Une page d’Histoire qui s’écrit et qui attend ses artistes pour la conter

Nous vivons une page d’Histoire. Mais est-ce un aléa dans un mouvement plus profond, ou bien sommes-nous en plein dans l’équivalent de la chute de l’empire romain ? Et si c’est la chute d’une civilisation, où sont nos artistes pour la conter ?

« Wu Shixian, Village au bord du fleuve avant la pluie, 1912 »

Pour beaucoup, la crise sanitaire actuelle est temporaire. Elle est grave, mais elle n’est qu’un accident dans quelque chose de plus large, de plus profond. C’est là une profonde illusion. Cette crise sanitaire n’est pas dans l’Histoire, elle est l’Histoire. Et il ne faut pas raisonner en semaines, ni même en mois, mais en années. Ce qui s’écrit là, c’est la fin, ainsi un début.

La fin de quelque chose d’équivalent à l’empire romain, mais à un autre niveau, une autre qualité. Un moment de transition, non pas délicat et accompagnateur, mais violent et en rupture. Un moment qu’on ne choisit pas, qui s’impose, et qui s’impose à tous. De par l’ampleur de l’époque, cela est même vrai à l’échelle de la planète. Cela fait peur et cela rassure.

Cela fait peur, car les gens ne sont pas prêts et ne veulent pas l’être. Cela rassure, car cela fait trop longtemps que le capitalisme engloutit la planète et que rien ne vient stopper cette machine destructrice. Quel terrible faillite d’ailleurs que cela ne soit pas la sagesse humaine qui soit venue s’interposer avec l’engloutissement de la nature. Mais sans doute était-ce inévitable de par l’engourdissement des esprits dans un capitalisme hypnotiseur.

Reste qu’on voit mal comment les plus de vingt ans vont être, d’une manière ou d’une autre, à la hauteur des immenses transformations nécessaires. Les plus de soixante ans savaient déjà que le monde allait dans le mur, mais ils considéraient qu’après eux, le déluge. Ceux entre vingt et soixante ans ont cherché surtout un plan de carrière, faisant confiance à l’efficacité des entreprises, à la vigueur du capitalisme.

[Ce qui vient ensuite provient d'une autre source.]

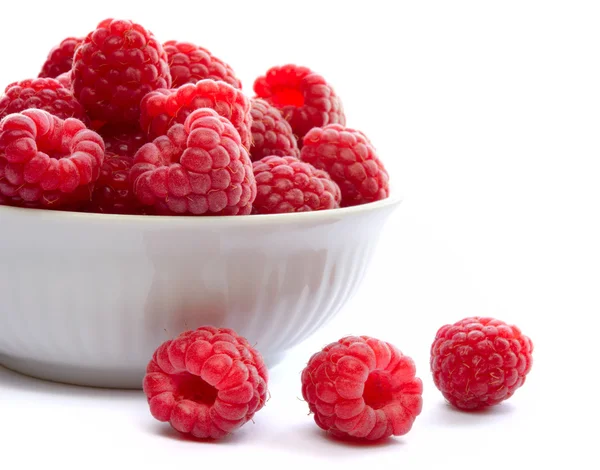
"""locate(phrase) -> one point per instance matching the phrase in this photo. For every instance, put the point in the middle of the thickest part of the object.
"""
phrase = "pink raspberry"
(46, 161)
(207, 382)
(199, 167)
(41, 93)
(351, 161)
(114, 67)
(271, 133)
(285, 184)
(190, 63)
(363, 388)
(304, 98)
(163, 108)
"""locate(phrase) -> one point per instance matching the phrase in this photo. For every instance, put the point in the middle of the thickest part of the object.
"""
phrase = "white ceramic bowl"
(87, 298)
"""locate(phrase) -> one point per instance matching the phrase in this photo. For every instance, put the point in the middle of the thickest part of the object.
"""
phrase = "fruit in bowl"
(160, 197)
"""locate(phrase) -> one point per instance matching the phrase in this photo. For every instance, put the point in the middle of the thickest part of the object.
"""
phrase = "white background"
(487, 115)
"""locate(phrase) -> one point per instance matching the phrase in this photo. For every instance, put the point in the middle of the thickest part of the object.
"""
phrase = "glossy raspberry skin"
(112, 192)
(41, 93)
(207, 382)
(479, 362)
(285, 184)
(351, 161)
(305, 99)
(271, 133)
(60, 58)
(199, 167)
(190, 63)
(46, 161)
(115, 66)
(163, 108)
(363, 388)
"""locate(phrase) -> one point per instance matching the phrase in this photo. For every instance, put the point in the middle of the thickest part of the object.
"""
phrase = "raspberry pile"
(139, 93)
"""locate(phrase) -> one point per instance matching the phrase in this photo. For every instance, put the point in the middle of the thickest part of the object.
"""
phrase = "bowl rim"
(72, 216)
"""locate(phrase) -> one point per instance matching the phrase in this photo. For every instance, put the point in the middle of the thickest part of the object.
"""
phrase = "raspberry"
(199, 167)
(47, 162)
(207, 382)
(112, 193)
(271, 133)
(190, 63)
(123, 140)
(115, 66)
(163, 108)
(285, 184)
(41, 93)
(349, 157)
(305, 99)
(479, 362)
(60, 58)
(66, 79)
(363, 388)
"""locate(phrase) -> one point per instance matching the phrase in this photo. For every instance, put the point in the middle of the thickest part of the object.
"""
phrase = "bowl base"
(123, 378)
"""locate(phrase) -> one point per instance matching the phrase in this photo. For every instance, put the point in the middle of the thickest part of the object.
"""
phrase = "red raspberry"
(349, 157)
(112, 193)
(305, 99)
(123, 140)
(208, 382)
(60, 58)
(285, 184)
(271, 133)
(115, 66)
(47, 162)
(41, 93)
(66, 79)
(190, 63)
(163, 108)
(479, 362)
(199, 167)
(363, 388)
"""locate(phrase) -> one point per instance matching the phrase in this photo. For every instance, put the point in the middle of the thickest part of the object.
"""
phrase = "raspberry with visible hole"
(480, 361)
(163, 108)
(46, 161)
(271, 133)
(190, 63)
(41, 93)
(304, 98)
(206, 382)
(363, 388)
(199, 167)
(351, 161)
(285, 184)
(114, 67)
(60, 58)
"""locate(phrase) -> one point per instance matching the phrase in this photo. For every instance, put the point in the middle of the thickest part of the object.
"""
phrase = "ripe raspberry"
(163, 108)
(350, 159)
(115, 66)
(47, 162)
(362, 387)
(271, 133)
(190, 63)
(112, 192)
(41, 93)
(60, 58)
(285, 184)
(199, 167)
(123, 140)
(305, 99)
(66, 79)
(207, 382)
(479, 362)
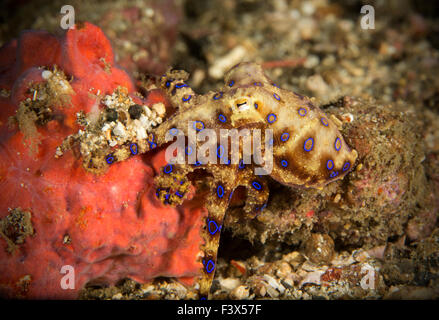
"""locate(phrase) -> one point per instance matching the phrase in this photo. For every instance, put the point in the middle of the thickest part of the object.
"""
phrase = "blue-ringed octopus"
(308, 149)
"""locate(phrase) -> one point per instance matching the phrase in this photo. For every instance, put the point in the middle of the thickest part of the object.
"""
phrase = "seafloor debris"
(115, 133)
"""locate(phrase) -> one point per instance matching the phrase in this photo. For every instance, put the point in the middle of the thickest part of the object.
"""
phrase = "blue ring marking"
(305, 143)
(134, 149)
(217, 228)
(207, 266)
(220, 155)
(302, 112)
(271, 115)
(168, 168)
(173, 131)
(197, 163)
(256, 185)
(333, 174)
(152, 144)
(109, 158)
(330, 164)
(195, 125)
(222, 118)
(220, 190)
(178, 194)
(337, 141)
(285, 136)
(217, 95)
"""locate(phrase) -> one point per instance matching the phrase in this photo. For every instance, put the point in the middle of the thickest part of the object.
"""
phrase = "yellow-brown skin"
(313, 155)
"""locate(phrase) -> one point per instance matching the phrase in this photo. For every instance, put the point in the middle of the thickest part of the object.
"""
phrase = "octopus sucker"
(305, 145)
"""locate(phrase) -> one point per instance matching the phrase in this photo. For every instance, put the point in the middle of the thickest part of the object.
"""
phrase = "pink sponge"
(107, 227)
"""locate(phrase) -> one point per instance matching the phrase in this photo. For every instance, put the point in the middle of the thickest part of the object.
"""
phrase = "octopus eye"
(337, 144)
(198, 125)
(168, 169)
(210, 266)
(220, 191)
(217, 96)
(212, 227)
(242, 105)
(271, 118)
(330, 164)
(181, 85)
(173, 131)
(178, 194)
(346, 166)
(302, 112)
(308, 144)
(110, 158)
(256, 185)
(134, 149)
(333, 174)
(220, 151)
(285, 136)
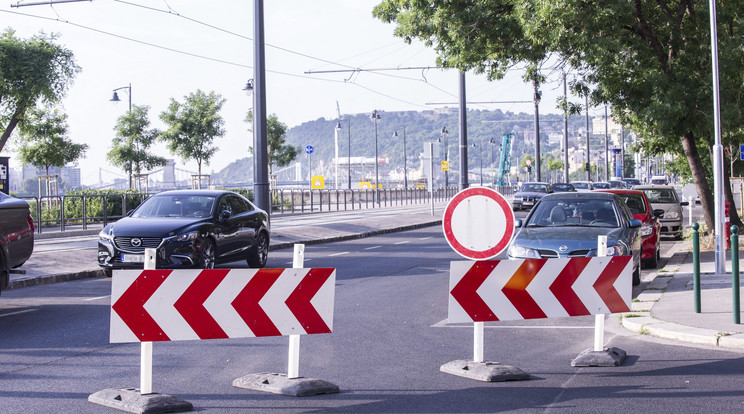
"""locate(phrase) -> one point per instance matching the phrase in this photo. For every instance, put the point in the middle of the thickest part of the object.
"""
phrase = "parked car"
(665, 197)
(16, 236)
(583, 185)
(638, 204)
(568, 225)
(190, 229)
(529, 194)
(562, 187)
(630, 182)
(602, 185)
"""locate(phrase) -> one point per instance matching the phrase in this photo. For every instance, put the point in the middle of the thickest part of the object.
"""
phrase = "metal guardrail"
(58, 212)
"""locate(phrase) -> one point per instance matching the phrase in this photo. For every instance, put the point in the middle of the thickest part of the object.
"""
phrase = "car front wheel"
(260, 253)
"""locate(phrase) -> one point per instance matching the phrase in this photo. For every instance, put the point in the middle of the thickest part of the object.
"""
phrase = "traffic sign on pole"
(478, 223)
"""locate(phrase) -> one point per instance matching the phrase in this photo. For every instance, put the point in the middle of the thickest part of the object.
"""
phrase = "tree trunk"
(701, 181)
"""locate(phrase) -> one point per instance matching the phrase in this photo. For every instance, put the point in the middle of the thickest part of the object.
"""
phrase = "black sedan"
(16, 235)
(568, 225)
(189, 229)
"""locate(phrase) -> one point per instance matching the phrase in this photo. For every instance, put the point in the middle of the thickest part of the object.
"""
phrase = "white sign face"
(478, 223)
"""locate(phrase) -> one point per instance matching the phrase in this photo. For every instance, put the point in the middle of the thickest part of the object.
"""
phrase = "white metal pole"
(717, 148)
(599, 319)
(146, 347)
(293, 365)
(478, 328)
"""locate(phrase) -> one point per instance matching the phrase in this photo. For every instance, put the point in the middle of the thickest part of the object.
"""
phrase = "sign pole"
(293, 365)
(146, 347)
(599, 318)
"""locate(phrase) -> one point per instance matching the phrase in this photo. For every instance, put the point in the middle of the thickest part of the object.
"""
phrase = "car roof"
(588, 195)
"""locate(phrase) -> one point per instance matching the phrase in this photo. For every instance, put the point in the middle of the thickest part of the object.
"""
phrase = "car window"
(176, 206)
(662, 195)
(635, 203)
(589, 212)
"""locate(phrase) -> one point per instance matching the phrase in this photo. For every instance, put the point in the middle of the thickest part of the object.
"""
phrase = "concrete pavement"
(664, 308)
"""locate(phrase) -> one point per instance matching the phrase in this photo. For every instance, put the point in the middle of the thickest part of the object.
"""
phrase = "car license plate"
(133, 258)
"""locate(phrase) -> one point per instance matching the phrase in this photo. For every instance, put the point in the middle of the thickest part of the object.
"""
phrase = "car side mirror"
(224, 215)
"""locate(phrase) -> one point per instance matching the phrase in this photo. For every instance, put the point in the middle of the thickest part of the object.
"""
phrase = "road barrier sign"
(169, 305)
(317, 182)
(499, 290)
(478, 223)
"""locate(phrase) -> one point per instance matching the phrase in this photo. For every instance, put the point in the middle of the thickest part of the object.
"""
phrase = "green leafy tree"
(130, 147)
(193, 125)
(44, 141)
(32, 70)
(279, 152)
(649, 60)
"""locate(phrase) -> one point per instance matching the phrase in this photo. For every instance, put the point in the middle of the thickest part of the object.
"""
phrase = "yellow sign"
(317, 182)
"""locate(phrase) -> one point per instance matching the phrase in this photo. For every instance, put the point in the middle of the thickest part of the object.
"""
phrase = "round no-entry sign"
(478, 223)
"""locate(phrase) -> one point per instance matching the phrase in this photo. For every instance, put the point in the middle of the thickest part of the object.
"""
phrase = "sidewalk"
(665, 307)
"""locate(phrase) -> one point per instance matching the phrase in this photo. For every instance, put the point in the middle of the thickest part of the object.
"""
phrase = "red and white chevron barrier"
(498, 290)
(170, 305)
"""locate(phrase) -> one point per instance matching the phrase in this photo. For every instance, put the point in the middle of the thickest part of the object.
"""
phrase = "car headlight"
(671, 215)
(105, 237)
(193, 235)
(616, 250)
(523, 252)
(647, 229)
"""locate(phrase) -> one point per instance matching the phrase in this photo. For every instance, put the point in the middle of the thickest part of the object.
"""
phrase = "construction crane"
(505, 160)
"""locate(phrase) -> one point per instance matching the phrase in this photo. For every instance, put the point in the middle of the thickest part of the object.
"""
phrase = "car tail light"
(30, 222)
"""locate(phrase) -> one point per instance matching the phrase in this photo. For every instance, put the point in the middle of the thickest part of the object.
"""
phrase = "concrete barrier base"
(484, 371)
(609, 357)
(280, 384)
(130, 400)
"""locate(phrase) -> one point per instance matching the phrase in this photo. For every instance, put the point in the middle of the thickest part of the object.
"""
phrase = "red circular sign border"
(447, 222)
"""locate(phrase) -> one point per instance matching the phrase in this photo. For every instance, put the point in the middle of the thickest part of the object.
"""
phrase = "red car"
(651, 228)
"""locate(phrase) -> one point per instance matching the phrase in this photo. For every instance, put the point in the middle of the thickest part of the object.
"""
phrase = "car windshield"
(661, 196)
(587, 212)
(176, 206)
(634, 202)
(537, 188)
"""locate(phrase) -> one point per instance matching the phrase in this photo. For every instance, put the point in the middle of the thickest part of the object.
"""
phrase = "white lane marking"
(18, 312)
(97, 298)
(443, 324)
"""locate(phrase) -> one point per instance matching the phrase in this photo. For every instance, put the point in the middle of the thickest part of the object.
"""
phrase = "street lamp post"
(376, 117)
(405, 161)
(115, 98)
(446, 152)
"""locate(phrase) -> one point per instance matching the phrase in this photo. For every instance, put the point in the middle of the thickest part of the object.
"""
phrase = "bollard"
(735, 271)
(696, 264)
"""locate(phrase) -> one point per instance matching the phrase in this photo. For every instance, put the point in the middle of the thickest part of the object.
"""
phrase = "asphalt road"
(385, 352)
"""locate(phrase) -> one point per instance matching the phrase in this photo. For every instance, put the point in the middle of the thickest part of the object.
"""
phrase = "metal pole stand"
(599, 356)
(141, 400)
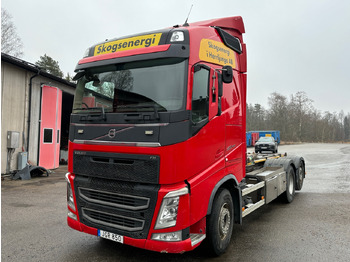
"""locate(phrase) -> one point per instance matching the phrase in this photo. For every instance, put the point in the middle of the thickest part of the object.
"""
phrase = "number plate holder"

Quel désenchantement c’est aujourd’hui pour le trentenaire ingénieur, social dans l’esprit mais parcimonieux dans les faits, ouvert au changement mais lui-même toujours changeant, découvrant que tout son univers n’a, finalement, aucune base, aucune dynamique, aucune valeur, que tout cela est vain ! Quelle misère morale pour celle, mariée trop tôt, enfermé dans un carcan anti-féministe qu’elle a elle-même choisi en pensant le maîtriser, et voyant ses certitudes si chèrement acquises n’être qu’illusion !

Il y a ici un nombre immense de profils à étudier, à cataloguer, pour en dresser le portrait à la Balzac, pour raconter la fin d’une époque, la fin d’une société, littéralement l’effacement de personnalités types, de figures sociales stéréotypées. Un monde agonise, un autre laisse entrevoir sa nature, foncièrement collective – que dit-on là, non pas collective, mais collectiviste ! Le 21e siècle sera collectiviste ou ne sera pas.

Les artistes pessimistes ne peuvent plus basculer dans le cynisme : ils sont obligés de convertir leur dépression dans un sens positif, pour annoncer la nouvelle ère qui s’ouvre. Et ce n’est pas du lyrisme. Seuls les prisonniers du capitalisme peuvent encore croire en un grand rétablissement. Seuls les aliénés peuvent ne pas voir que le mot de nature va reprendre ses droits, que désormais l’humanité va changer et que les êtres humains vont être nouveaux.

Les artistes doivent être en première ligne pour conter cela, pour raconter le grand retour au réel d’une humanité partie dans de vains rêves de toute puissance consommatrice, de réduction de l’esprit à une utilisation de marchandises, d’une destruction des sentiments – notamment l’amour – au profit d’un pragmatisme égocentrique.